Maria could hear her mom calling her name from far away. Quiet and muffled, her voice became increasingly louder and more insistent until her voice pierced the darkness of Maria’s sleep. It was the middle of the night and Maria’s five-year-old mind could not make sense of the commotion.
Scooped into her father’s arms, her mother following closely behind, they slipped into the darkness. The town was eerily quiet. No distant rumble of tanks or the shudder of buildings as bombs exploded. The soldier’s shouts and the scream of sirens were silent. The silence brought with it a sense of foreboding that spurred Maria’s parents to push on past buildings to the edge of town.
As they reached the boundary the stillness was shattered by shouts and screams followed with the staccato of machine gun fire. Bombs dropping in the distance lit up the night sky to reveal other families leaving.
All of the families banded together and fled, travelling until dawn. Exhausted they found a place to hide where they could sleep and eat before continuing on their journey. Soon, patrols would be out looking for them. Shoot to kill, take no prisoners. The time limit to renounce their faith had passed and now they must flee.

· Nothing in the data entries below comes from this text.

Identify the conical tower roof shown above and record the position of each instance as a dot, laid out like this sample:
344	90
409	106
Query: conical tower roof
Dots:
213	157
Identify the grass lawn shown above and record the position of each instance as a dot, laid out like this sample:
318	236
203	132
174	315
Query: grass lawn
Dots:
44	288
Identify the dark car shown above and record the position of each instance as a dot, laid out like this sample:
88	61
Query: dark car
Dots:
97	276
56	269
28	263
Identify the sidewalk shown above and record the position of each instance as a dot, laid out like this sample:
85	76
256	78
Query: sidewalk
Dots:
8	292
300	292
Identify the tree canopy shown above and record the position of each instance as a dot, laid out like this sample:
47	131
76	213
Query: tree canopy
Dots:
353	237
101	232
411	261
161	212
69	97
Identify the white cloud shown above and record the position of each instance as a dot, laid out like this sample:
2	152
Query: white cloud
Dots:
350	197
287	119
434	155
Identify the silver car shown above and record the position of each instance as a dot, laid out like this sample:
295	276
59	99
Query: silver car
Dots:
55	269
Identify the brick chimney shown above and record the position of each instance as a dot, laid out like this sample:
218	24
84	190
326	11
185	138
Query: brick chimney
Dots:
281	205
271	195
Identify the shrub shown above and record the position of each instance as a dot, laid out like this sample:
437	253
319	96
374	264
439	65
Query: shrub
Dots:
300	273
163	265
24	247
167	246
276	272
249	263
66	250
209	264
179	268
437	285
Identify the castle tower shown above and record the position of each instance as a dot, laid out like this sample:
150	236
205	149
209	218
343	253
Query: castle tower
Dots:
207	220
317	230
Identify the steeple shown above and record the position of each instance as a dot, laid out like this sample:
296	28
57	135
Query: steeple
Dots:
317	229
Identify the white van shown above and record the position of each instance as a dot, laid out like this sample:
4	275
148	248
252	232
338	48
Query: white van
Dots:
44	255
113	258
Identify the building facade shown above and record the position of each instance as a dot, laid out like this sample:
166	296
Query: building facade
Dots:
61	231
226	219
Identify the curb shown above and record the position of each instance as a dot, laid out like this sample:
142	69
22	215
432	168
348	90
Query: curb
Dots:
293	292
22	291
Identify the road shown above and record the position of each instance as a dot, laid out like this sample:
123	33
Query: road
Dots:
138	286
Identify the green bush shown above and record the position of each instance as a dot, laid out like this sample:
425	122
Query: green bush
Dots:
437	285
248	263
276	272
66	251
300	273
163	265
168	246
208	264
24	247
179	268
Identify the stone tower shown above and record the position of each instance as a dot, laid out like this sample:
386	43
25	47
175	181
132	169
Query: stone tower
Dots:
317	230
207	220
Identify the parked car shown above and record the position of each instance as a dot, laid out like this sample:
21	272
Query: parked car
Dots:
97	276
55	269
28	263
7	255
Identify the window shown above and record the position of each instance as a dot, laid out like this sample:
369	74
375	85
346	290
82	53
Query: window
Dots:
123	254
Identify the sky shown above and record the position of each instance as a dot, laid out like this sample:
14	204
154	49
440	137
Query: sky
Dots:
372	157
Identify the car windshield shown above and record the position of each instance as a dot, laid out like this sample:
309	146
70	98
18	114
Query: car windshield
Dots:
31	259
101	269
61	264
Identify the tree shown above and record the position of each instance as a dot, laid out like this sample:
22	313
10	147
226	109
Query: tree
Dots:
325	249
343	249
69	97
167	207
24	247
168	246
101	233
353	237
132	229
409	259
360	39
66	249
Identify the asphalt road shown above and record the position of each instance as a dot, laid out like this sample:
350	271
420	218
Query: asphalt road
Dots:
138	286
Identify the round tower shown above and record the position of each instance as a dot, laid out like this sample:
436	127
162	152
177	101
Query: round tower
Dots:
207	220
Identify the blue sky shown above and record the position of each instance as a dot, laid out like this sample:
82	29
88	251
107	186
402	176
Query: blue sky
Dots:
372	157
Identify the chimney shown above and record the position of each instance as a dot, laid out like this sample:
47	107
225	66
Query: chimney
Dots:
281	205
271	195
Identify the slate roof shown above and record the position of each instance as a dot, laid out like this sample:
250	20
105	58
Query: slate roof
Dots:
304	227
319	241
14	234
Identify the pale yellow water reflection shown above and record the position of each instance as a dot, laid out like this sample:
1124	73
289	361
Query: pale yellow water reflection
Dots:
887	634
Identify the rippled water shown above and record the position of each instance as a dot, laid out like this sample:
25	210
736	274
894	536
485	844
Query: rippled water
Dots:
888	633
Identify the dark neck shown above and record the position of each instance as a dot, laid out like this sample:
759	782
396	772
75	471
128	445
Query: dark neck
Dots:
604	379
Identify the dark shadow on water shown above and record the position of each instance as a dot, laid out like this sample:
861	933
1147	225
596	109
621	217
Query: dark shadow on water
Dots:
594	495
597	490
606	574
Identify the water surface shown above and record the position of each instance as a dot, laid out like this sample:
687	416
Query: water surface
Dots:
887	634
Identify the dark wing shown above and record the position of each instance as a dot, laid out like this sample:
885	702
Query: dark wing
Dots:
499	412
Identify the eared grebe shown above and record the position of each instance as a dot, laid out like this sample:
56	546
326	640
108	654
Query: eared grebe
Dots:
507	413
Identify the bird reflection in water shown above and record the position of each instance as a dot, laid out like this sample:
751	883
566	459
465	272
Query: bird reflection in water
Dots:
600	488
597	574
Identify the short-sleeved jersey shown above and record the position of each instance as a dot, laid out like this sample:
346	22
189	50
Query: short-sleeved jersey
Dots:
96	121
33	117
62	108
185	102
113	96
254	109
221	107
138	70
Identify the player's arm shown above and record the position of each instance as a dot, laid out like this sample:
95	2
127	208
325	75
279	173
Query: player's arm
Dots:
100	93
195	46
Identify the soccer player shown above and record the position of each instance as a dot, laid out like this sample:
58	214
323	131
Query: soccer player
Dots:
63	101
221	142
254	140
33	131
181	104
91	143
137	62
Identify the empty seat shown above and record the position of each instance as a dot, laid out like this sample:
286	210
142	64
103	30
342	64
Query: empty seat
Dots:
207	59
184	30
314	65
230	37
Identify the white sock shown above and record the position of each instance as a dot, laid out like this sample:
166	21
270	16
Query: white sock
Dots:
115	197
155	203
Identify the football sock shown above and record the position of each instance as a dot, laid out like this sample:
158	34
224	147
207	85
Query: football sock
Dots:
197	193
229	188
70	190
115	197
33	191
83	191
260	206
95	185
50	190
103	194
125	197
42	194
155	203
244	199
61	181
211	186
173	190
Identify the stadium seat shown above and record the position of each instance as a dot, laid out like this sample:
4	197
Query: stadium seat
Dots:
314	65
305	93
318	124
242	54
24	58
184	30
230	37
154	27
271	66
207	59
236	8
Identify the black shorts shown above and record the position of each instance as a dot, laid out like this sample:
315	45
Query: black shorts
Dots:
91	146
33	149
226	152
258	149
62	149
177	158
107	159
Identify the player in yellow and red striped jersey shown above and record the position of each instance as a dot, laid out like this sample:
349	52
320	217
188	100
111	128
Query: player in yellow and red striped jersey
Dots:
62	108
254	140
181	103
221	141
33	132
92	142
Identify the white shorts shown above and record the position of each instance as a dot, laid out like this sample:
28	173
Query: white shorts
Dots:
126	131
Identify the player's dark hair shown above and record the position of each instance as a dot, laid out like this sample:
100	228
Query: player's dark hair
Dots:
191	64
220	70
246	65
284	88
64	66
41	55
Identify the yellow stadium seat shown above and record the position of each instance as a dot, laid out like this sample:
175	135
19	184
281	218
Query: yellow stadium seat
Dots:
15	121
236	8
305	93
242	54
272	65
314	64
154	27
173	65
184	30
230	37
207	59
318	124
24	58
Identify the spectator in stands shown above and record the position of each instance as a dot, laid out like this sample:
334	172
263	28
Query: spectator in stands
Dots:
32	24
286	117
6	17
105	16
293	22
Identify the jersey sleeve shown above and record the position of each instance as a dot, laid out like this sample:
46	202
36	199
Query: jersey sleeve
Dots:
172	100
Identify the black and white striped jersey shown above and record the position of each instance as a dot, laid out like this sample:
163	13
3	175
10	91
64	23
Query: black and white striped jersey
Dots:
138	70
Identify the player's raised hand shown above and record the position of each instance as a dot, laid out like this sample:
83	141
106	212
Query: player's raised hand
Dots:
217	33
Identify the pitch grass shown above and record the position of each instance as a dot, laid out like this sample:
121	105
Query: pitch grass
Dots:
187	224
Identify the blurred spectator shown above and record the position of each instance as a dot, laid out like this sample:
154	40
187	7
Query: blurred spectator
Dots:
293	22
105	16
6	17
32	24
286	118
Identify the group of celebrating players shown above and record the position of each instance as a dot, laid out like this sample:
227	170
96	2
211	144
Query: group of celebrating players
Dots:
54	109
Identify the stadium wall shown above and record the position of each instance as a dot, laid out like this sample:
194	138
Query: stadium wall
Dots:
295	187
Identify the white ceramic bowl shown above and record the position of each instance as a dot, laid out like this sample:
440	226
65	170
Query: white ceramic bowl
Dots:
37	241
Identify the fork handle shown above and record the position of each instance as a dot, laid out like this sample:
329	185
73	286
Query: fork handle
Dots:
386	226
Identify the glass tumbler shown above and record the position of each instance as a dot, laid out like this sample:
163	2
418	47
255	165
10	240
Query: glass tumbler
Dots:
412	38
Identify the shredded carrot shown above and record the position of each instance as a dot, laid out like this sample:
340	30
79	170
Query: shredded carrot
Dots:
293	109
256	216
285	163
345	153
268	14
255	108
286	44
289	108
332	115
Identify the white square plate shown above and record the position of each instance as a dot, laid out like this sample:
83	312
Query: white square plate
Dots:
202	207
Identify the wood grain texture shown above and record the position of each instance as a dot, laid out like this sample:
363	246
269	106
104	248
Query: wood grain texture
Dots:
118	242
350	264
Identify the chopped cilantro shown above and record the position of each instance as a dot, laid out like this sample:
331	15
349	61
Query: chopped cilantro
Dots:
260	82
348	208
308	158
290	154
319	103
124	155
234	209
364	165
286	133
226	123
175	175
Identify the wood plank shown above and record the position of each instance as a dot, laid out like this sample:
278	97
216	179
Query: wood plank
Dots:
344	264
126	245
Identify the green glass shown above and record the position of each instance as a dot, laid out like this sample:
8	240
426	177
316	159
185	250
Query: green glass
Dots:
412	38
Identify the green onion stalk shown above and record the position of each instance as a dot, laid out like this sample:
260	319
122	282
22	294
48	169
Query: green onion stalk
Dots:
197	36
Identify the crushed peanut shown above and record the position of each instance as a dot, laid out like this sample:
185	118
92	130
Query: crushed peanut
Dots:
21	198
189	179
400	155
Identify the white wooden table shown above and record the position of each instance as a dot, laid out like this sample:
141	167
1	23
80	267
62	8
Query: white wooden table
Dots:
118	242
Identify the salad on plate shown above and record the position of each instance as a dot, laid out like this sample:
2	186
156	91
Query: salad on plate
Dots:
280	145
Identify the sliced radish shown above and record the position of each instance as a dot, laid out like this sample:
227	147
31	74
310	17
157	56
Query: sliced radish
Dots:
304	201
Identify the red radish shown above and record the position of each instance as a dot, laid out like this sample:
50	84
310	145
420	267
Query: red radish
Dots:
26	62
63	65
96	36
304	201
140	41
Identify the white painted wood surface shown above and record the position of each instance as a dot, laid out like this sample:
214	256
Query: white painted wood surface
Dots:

The more distance they put between them and their town the more their terror subsided. Despair replaced fear as they trudged hundreds of miles in the hot sun with little food and water. Their only hope was to reach the land of the free. There they would find peace and a new life.
After months of steely determination they finally reached the border. They could hardly believe what they were seeing. They made it to the promised land. Their hearts were filled with joy. Their joy was soon replaced with fear as the border guards approached the caravan. The border guards, similar in uniform and demeanor to the soldiers back home, were intimidating.
The guards with guns in hand, ushered everyone into a large gated compound. The caravan waited in fear as they wondered what would happen next. Maria slept in her mother’s arms as they sat in the dirt under a hot sun. The crowd began to murmur as they awaited their fate. One guard stepped forward and started shouting orders. The refugees became more agitated as the guards spread out and began to separate the men, women, and children. Maria looked up at her mother for reassurance.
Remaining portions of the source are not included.